Implied Spaces

Posted by : atcampbell | On : November 1, 2010

Implied Spaces by Walter Jon Williams

Twelve people attended this discussion at the North Village Library, and another submited comments by email. Our topic was Implied Spaces by Walter Jon Williams, one of our most frequently discussed authors. This story explores big ideas including immortality, the creation of pocket universes, and the search for the existence of higher intelligence. Nine of us had read Williams before. Nine of us started the book, and eight of us finished it.

The book is a series of episodes of the meanderings of a bored, rich, immortal guy. The book starts out with long passage that seems like something out of a Dungeons and Dragons campaign, taking place in a pocket universe. Then the story bounces around to various adventures in other pocket universes, including one on a waterworld. Ultimately there’s a zombie plague and a supervillain, and lots of philosophical discussions.

Most of us had trouble getting engaged with the book. The protagonist was detached and hard to like. The book’s tone bounced around between farcical, serious sense-of-wonder, and straightforward adventure. We wished the author had just picked one and stayed with it. And the author often introduces potentially interesting ideas like the speculative physics of “implied spaces,” and then doesn’t develop them in an interesting way. One person commented “I wish this was either more tightly plotted or funnier.”
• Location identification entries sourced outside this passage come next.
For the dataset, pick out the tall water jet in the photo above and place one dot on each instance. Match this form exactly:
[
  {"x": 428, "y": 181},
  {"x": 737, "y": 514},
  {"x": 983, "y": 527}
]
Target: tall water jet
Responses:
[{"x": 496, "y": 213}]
The book had good qualities. Some of us enjoyed the book’s farcical passages. The feline lovers in our group liked the protagonist’s cat. And a few of us simply appreciated the author’s clean, readable prose style.

Overall this book felt unfocused and less ambitious than we’ve come to expect from Williams. The meeting was rather short, since none of us had much to say.

After the meeting, many of us had a nice dinner together at Conan’s.